Now I did read the book cover to cover, and I had the chance to chat with Bender briefly at one of Jim Moseley’s monthly meetings in New York City. Bender’s public presentation was low-key, he seemed pleasant enough, but Moseley’s soon-to-be ex-wife Sandra decided that he had serious problems. She claimed to be an amateur psychologist, but I came to no decisions, I just listened.

Bender gave it all up a few years later, and lived the remainder of his long life totally separated from the UFO field. I suppose I should envy him.

But Bender’s book did not destroy the MIB legend, because their presence was reported in other UFO cases. Sometimes they appeared human, sometimes less so, as if they were aliens trying too hard to emulate Earthlings.

As most of you know, the MIB ended up as fodder for a series of graphic comic books and three blockbuster movies about an organization formed to monitor alien activity on Earth.

Forgetting the fictional treatment, just what are MIB anyway? Are they mainly government agents who travel about to spook people into shutting up about their saucer sightings? Does it even make sense to attempt to frighten people in such an outrageous fashion? After all, there is always the risk that such threats will backfire and draw more attention to the experience.

Or is that the real intent?

I suppose it’s possible that the sighting itself, from the UFO to the presence of the MIB, is some sort of mind control experiment. The experience is induced by drugs, and perhaps MIB show up to consider the results. When MIB appear as supernatural things, perhaps that too is an illusion.

Not possible? Well, there is that story paranormal book author Nick Redfern has told listeners to The Paracast, about contactee Orfeo Angelucci meeting an alleged human-like alien named Adam at a diner in the 1950s. After ordering a steak dinner, Adam urges Angelucci to partake of a special champagne that is produced by the act of dropping a white pellet into a glass of water.

So was that “nectar” some sort of hallucinogenic drug? Don’t forget that this incident reportedly occurred when people were more inclined to partake of beverages without suspicion about it being tampered with. So was Angelucci yet another victim of government experimentation?

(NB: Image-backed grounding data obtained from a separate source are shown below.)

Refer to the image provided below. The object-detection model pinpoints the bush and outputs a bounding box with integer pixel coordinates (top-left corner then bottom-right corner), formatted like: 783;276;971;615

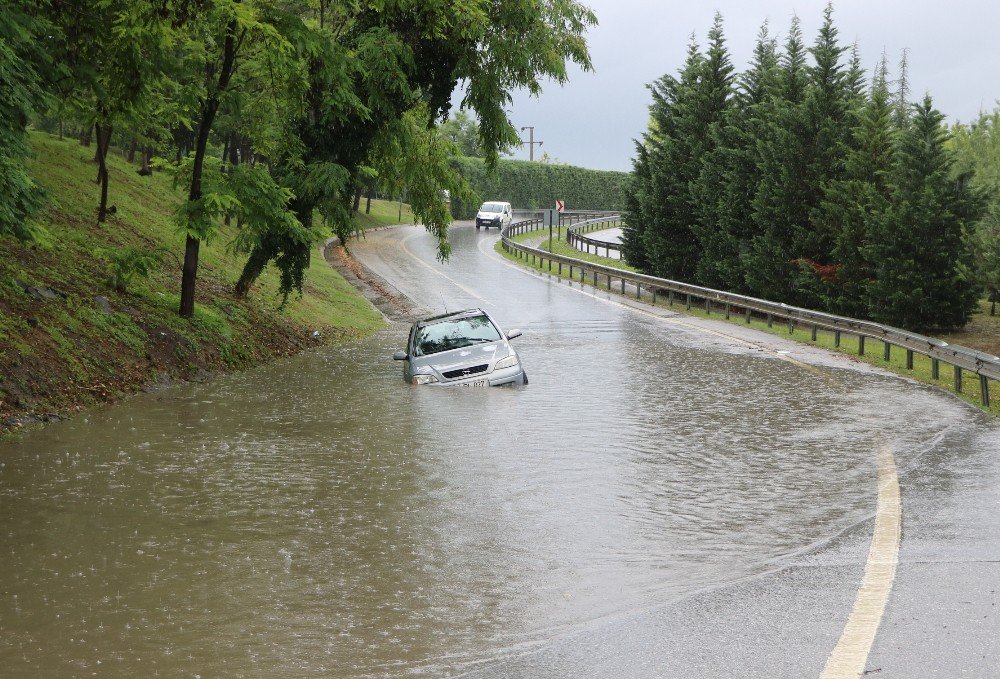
450;157;627;218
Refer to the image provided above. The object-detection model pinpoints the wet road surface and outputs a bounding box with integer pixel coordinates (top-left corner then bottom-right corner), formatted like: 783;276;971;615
1;222;997;677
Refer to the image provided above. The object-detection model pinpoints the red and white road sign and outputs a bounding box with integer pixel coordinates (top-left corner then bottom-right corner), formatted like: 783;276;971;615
556;199;565;212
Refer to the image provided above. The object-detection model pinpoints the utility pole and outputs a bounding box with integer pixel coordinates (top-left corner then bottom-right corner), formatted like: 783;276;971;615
519;126;543;161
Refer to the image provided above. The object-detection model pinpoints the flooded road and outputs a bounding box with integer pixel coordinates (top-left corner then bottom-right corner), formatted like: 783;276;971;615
1;223;996;676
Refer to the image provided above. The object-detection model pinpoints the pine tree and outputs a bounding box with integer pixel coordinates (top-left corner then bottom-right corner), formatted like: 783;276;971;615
746;15;811;301
622;73;678;271
950;108;1000;314
692;21;776;291
868;96;981;330
627;17;733;282
814;56;895;316
639;40;704;279
621;141;654;270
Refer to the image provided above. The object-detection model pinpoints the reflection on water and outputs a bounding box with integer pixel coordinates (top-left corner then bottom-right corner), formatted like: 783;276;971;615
0;311;976;676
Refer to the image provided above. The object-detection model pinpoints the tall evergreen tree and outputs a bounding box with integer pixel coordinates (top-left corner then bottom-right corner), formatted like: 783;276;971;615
636;40;704;280
0;2;55;241
621;139;655;270
813;57;895;316
625;16;733;282
867;96;981;330
692;21;776;291
950;108;1000;314
745;15;811;301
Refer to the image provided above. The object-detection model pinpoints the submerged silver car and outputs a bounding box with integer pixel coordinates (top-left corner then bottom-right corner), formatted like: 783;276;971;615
393;309;527;386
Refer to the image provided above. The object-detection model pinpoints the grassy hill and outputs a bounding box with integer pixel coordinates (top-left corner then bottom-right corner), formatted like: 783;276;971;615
0;133;391;433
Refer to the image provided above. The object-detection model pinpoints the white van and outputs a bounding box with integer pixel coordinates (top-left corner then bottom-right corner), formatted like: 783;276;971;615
475;201;512;230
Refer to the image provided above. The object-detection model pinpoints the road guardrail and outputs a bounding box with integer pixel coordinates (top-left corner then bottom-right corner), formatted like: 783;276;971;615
566;216;623;257
500;216;998;407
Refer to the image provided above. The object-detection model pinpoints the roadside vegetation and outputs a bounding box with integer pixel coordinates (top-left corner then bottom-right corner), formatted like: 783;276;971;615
0;133;388;433
2;0;597;431
623;7;986;334
499;224;1000;417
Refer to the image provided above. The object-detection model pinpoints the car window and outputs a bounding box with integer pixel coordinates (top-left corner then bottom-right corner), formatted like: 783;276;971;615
480;203;504;213
413;315;502;356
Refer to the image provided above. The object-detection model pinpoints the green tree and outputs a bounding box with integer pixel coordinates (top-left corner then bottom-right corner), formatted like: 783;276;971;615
621;74;678;271
691;21;777;291
231;0;596;304
951;108;1000;314
748;7;854;305
0;2;55;240
868;97;981;330
440;111;484;158
626;16;734;282
745;16;811;301
176;0;297;317
813;57;895;317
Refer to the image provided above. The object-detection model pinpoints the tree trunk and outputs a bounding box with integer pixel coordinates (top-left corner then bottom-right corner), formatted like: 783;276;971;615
180;234;201;316
96;123;113;222
127;137;137;162
179;18;241;318
234;198;314;299
234;245;271;299
352;185;362;213
365;184;373;214
138;148;153;175
80;125;92;147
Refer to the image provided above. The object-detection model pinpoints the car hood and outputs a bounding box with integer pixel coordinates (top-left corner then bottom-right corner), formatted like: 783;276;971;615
410;342;509;371
477;211;503;218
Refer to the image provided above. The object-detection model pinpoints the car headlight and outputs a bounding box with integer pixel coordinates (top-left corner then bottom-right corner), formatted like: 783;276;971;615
494;354;519;370
412;374;438;385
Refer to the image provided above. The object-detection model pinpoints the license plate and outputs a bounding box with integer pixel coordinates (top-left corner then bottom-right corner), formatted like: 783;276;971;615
461;379;488;387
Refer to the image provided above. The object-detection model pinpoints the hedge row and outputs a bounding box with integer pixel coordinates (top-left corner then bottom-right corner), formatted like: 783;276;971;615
450;156;627;218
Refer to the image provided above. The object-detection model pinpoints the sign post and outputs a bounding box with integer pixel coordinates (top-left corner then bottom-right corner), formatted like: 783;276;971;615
555;199;565;239
545;209;557;265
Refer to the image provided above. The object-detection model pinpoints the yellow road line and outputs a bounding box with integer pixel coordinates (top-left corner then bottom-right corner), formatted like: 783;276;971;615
820;441;901;678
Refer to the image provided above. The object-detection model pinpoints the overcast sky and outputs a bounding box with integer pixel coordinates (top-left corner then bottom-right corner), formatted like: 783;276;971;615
493;0;999;171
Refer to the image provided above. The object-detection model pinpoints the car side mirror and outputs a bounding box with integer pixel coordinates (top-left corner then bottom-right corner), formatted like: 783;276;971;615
393;350;408;361
506;329;522;340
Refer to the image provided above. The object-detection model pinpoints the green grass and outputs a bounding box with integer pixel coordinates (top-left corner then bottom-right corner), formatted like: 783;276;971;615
0;132;386;428
499;223;1000;418
352;198;415;230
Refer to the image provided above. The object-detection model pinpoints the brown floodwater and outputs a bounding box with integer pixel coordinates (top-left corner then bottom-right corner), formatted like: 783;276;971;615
0;224;979;677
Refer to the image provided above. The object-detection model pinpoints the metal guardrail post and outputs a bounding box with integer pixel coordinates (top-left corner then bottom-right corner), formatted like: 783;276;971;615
859;335;866;355
954;366;962;392
981;375;991;407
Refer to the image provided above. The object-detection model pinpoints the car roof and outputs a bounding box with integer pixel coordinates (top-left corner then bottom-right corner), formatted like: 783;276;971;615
415;308;488;328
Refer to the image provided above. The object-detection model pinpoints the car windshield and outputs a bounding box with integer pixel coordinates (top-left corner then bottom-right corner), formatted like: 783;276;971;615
480;203;504;213
413;315;502;356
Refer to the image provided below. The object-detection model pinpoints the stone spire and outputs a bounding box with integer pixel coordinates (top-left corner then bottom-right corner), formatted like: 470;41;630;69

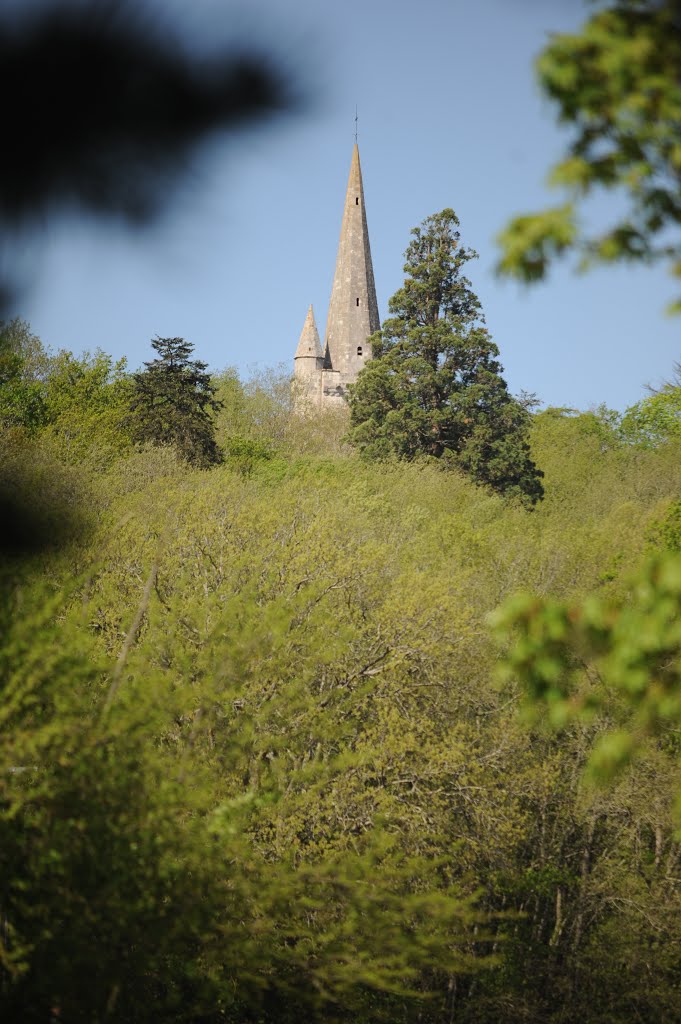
294;304;324;360
323;143;379;380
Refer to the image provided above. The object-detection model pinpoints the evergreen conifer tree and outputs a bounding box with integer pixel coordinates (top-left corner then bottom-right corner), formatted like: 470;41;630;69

And what sort of drug was it anyway?

Obviously, there’s no way to know, but it might very well have been a substance that made the subject highly suggestible, thus vulnerable to all sorts of instructions. In other words, the entire experience with aliens might have all been in his head. I suppose the same might be said of Bender when he recalled meeting MIB that were actually visitors from outer space.

Indeed, is it at all possible that some of contactees were also unwitting subjects of government experimentation? It’s not as if the authorities were innocent of mind control stunts, particularly in the early years after World War II.

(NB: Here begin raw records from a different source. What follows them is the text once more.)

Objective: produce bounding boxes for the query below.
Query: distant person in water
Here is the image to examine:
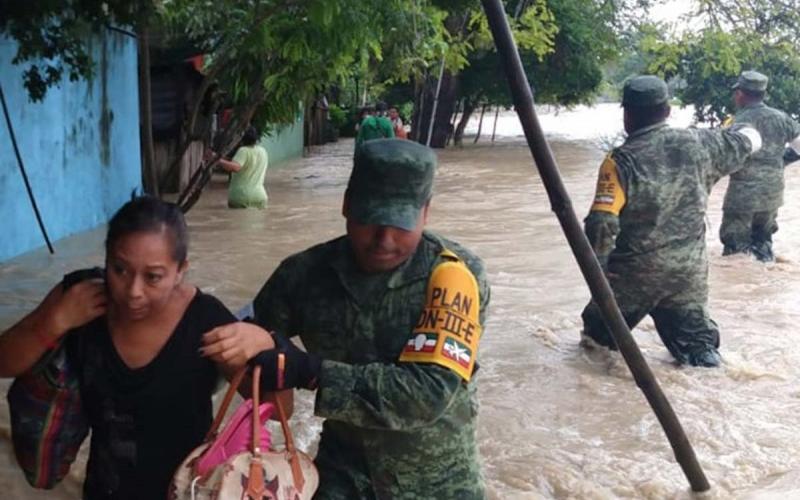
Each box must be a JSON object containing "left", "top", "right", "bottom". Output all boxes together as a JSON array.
[
  {"left": 388, "top": 106, "right": 407, "bottom": 139},
  {"left": 356, "top": 103, "right": 394, "bottom": 147},
  {"left": 206, "top": 126, "right": 269, "bottom": 209}
]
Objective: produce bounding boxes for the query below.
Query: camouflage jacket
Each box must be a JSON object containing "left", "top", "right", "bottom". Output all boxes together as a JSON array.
[
  {"left": 723, "top": 102, "right": 800, "bottom": 212},
  {"left": 253, "top": 231, "right": 490, "bottom": 499},
  {"left": 585, "top": 122, "right": 754, "bottom": 277}
]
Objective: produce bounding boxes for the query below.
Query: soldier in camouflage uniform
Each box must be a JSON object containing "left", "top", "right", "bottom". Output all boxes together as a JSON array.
[
  {"left": 249, "top": 139, "right": 490, "bottom": 499},
  {"left": 581, "top": 76, "right": 762, "bottom": 367},
  {"left": 720, "top": 71, "right": 800, "bottom": 262}
]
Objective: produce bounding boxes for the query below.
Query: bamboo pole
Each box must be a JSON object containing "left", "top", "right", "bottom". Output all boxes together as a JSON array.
[{"left": 480, "top": 0, "right": 711, "bottom": 493}]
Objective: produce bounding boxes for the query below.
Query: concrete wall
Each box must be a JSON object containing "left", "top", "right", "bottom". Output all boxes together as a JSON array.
[
  {"left": 0, "top": 30, "right": 142, "bottom": 262},
  {"left": 260, "top": 104, "right": 303, "bottom": 166}
]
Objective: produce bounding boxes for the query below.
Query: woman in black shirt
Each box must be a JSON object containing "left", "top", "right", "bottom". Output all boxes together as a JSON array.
[{"left": 0, "top": 197, "right": 285, "bottom": 499}]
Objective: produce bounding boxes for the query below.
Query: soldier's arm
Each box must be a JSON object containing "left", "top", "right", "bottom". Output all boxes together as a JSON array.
[
  {"left": 702, "top": 124, "right": 762, "bottom": 179},
  {"left": 315, "top": 264, "right": 491, "bottom": 431},
  {"left": 315, "top": 359, "right": 466, "bottom": 430},
  {"left": 584, "top": 154, "right": 626, "bottom": 271}
]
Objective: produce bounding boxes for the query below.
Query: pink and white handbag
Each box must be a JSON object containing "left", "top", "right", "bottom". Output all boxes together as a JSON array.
[{"left": 169, "top": 358, "right": 318, "bottom": 500}]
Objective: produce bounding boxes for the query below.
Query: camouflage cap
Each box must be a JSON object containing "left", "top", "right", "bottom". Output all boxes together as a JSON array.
[
  {"left": 347, "top": 139, "right": 436, "bottom": 230},
  {"left": 621, "top": 75, "right": 669, "bottom": 107},
  {"left": 732, "top": 70, "right": 768, "bottom": 92}
]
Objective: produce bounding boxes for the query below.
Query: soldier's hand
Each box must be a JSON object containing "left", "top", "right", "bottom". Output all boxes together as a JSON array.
[{"left": 252, "top": 333, "right": 322, "bottom": 391}]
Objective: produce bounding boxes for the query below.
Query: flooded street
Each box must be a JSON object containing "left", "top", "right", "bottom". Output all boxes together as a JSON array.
[{"left": 3, "top": 105, "right": 800, "bottom": 499}]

Then there’s the case of Howard Menger, once referred to as the “Jersey Adamski” because he claimed to have been visited by supposed humanoid aliens that were quite similar to the ones Adamski supposedly met. The story had its own wrinkles, as you might expect, but it took a curious and surprising turn when Menger claimed that he believed that he was actually a part of an Army experiment of some sort.

Indeed, Menger told me and Jim Moseley about his belief of being involved with government agents during a lunch meeting. Some time thereafter, he began to build models of flying saucers. According to Tim Beckley, Menger later recanted his recant. Go figure!

This may even explain why the classic contact experiences don’t occur with quite the frequency as they used to. The program in which these subjects were involved is no longer active. As far as the rest are concerned, perhaps some people really had genuine encounters that they cannot explain. Or perhaps they are just making up these experiences, which is the prevailing opinion of most serious UFO followers.

But proving such experimentation is easier said than done.

At the end of the day, all flying saucer contacts and at least some MIB meetings may be fabricated. A few of the latter may indeed involve routine visits by government agents that are exaggerated in the retelling because of the influence of the MIB legend.

Or maybe there are indeed supernatural beings that play havoc with the sensibilities of innocent people for reasons best known to themselves.